In 2010, retaliation became the most frequent type of charge received by the Equal Employment Opportunity Commission (the “EEOC”). In the wake of the United States Supreme Court’s ruling in Thompson v. North American Stainless, LP, 131 S. Ct. 863 (2011), that trend is likely to continue, particularly due to the fact that the Court refrained from answering the most difficult question implicated in third-party retaliation claims.
The Court in Thompson unremarkably decided that (a) Title VII prevents an employer from retaliating against an employee due to the employee’s association with an individual who participated in protected activity (“complaining employee”); and (b) the third-party employee has a cause of action for retaliation under Title VII, despite the fact that the individual did not actually participate in the protected activity. These determinations were hardly ground-breaking; indeed, the EEOC Compliance Manual asserted the same principles.
But the most difficult question of all — “what type of relationship gives rise to prohibited third-party retaliation?” — was barely addressed by the Court. Justice Scalia described the Court’s conclusions in this case as “obvious” because Thompson was the fiancé of a complaining employee, and he alleged that he was terminated due to this relationship. The Court specifically stated that it would not “identify a fixed class of relationships for which third-party reprisals are unlawful.” Justice Scalia nonetheless opined that terminating a close family member will almost always meet the standard, while a mild action against an acquaintance “will almost never do so.” As a result, in analyzing future cases, courts will evaluate the nature of the third-party’s relationship with the complaining employee and the severity of the employer’s action.
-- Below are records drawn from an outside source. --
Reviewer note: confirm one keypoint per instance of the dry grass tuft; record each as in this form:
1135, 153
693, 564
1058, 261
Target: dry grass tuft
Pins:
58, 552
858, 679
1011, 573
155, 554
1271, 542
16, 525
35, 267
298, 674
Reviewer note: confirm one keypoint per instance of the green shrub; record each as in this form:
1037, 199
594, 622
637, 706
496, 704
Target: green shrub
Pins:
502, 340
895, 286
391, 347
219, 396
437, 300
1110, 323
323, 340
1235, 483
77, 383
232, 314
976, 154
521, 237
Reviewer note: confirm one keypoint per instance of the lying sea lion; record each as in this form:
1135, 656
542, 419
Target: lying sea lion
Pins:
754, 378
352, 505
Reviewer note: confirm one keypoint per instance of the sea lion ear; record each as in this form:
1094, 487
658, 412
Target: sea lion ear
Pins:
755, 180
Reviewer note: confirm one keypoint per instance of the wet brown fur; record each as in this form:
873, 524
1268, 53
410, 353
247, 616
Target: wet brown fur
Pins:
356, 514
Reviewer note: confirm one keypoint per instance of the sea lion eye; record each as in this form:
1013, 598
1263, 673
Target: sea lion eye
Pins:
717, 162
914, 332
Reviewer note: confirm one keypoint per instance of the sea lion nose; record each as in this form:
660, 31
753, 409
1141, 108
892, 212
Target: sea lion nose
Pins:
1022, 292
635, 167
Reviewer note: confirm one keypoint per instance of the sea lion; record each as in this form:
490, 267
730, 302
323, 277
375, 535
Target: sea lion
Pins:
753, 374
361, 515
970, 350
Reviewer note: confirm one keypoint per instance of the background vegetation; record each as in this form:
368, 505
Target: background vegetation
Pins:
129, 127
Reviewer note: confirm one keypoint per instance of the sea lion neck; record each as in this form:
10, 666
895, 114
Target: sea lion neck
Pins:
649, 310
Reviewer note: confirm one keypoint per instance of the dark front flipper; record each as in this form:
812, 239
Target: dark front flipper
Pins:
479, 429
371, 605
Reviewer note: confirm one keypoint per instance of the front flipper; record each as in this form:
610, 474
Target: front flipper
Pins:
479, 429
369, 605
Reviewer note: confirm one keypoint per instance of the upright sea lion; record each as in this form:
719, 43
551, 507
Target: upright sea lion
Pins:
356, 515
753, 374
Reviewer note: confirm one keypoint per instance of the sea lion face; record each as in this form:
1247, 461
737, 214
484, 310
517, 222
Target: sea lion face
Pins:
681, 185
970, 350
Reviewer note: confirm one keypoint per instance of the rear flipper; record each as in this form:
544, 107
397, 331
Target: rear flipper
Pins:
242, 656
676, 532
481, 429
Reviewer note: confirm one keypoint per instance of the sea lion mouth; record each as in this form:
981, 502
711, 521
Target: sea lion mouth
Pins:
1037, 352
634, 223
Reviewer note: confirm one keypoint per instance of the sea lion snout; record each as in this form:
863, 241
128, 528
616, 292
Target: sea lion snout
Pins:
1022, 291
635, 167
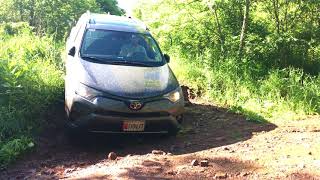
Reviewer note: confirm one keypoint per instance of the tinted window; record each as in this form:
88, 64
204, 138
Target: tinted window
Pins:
125, 47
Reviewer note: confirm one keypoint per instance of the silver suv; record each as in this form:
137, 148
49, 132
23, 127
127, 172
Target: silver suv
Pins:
118, 80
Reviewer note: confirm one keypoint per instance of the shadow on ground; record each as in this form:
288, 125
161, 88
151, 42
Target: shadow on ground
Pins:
205, 127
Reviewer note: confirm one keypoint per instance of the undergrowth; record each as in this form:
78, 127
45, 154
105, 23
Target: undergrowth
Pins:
30, 80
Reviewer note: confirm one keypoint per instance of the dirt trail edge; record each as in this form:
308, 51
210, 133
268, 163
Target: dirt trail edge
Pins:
229, 146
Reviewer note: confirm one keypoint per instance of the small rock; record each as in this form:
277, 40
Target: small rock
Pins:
221, 175
158, 152
173, 148
220, 138
188, 144
112, 156
204, 163
172, 173
194, 162
244, 174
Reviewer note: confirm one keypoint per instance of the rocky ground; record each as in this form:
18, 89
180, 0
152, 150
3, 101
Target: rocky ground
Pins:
214, 144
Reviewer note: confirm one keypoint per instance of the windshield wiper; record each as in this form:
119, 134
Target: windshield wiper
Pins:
110, 61
136, 63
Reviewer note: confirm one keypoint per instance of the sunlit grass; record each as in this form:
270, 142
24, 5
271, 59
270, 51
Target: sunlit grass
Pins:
30, 80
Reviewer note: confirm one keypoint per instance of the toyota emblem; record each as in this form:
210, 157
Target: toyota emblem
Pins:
135, 105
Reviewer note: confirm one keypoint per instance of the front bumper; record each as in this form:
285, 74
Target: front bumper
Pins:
105, 115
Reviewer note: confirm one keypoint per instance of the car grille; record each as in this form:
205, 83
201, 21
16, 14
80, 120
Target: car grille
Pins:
132, 115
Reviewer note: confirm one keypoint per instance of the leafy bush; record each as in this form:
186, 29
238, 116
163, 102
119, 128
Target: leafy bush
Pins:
30, 80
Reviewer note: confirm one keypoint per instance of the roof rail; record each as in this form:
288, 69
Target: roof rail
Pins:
139, 22
90, 20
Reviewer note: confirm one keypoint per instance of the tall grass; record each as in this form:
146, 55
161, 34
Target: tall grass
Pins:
279, 96
30, 80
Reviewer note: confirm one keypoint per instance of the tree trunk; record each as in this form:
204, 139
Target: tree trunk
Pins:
219, 29
276, 14
244, 27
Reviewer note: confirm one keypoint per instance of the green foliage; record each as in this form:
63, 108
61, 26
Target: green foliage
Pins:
30, 80
277, 76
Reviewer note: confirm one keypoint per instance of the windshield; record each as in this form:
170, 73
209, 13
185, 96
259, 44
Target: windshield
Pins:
106, 46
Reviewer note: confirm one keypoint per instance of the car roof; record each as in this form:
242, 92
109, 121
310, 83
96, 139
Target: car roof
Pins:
116, 23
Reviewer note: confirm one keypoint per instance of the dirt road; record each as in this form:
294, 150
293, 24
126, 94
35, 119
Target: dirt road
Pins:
234, 148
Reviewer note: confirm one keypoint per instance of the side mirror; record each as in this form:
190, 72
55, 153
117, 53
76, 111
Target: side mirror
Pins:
72, 51
166, 57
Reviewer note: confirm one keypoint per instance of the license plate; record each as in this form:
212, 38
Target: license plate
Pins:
133, 126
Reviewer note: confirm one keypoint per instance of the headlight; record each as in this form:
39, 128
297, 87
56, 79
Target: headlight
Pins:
175, 95
86, 92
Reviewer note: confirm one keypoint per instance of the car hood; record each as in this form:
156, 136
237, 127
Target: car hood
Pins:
128, 81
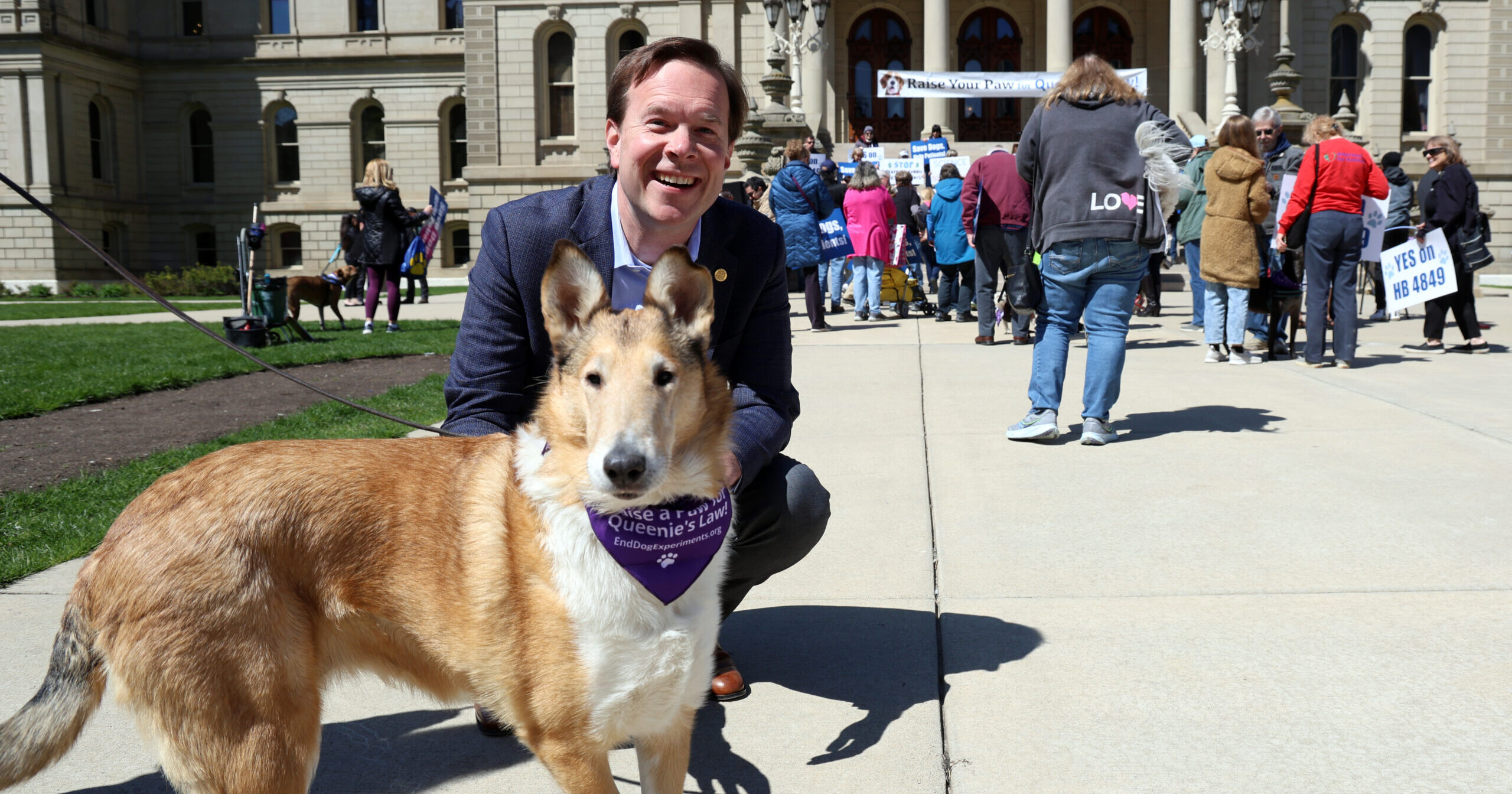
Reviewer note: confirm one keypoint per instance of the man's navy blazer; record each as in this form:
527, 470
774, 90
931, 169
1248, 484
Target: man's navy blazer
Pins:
504, 356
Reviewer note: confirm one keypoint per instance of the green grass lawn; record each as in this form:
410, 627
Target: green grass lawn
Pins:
43, 528
96, 309
50, 366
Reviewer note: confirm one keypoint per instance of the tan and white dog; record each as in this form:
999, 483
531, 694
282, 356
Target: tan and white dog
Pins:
220, 603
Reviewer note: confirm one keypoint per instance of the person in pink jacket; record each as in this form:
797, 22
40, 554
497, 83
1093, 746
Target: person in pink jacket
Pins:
868, 222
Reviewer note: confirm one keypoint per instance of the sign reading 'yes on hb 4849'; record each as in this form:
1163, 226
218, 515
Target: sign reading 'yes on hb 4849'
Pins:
1418, 271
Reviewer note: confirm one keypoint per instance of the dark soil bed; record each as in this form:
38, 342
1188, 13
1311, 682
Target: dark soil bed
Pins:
38, 451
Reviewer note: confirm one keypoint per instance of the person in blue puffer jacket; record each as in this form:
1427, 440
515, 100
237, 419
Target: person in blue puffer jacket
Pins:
953, 255
800, 201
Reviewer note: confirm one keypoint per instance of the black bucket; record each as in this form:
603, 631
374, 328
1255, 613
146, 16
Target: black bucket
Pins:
247, 331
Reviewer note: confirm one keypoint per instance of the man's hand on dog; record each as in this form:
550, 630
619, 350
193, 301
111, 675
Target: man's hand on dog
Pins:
732, 469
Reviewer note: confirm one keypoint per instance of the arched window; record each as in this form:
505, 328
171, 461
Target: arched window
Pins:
1104, 32
1418, 76
366, 17
288, 247
560, 85
989, 41
631, 40
460, 241
1343, 67
99, 149
369, 131
201, 147
201, 244
879, 37
286, 144
457, 139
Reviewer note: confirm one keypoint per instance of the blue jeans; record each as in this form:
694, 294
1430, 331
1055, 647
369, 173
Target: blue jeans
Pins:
1225, 317
1200, 288
868, 285
1094, 277
1332, 256
832, 277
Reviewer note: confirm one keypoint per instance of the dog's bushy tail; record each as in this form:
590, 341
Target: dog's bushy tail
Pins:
47, 725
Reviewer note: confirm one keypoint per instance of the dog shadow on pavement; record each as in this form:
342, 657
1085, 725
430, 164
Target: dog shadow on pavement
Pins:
879, 660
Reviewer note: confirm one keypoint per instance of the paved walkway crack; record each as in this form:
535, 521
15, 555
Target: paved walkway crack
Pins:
935, 566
This ruling provides yet another reason that employers should have well-documented, consistent, and well-reasoned grounds for taking disciplinary action against employees, especially employees in relationships with complaining employees. When a complaining employee has a co-worker that is a sibling, close friend, or significant other, some employers worry that the third-party employee will act as a mole in the complaining employee’s discrimination case. Rather than terminate the third-party employee, employers should closely guard information that they want to keep confidential.
While we wait for the district courts to begin laying out the standards necessary to assert a prima facie case for third-party retaliation, employers should carefully consider actions taken against a third-party employee when they know that the employee has a relationship with a complaining employee.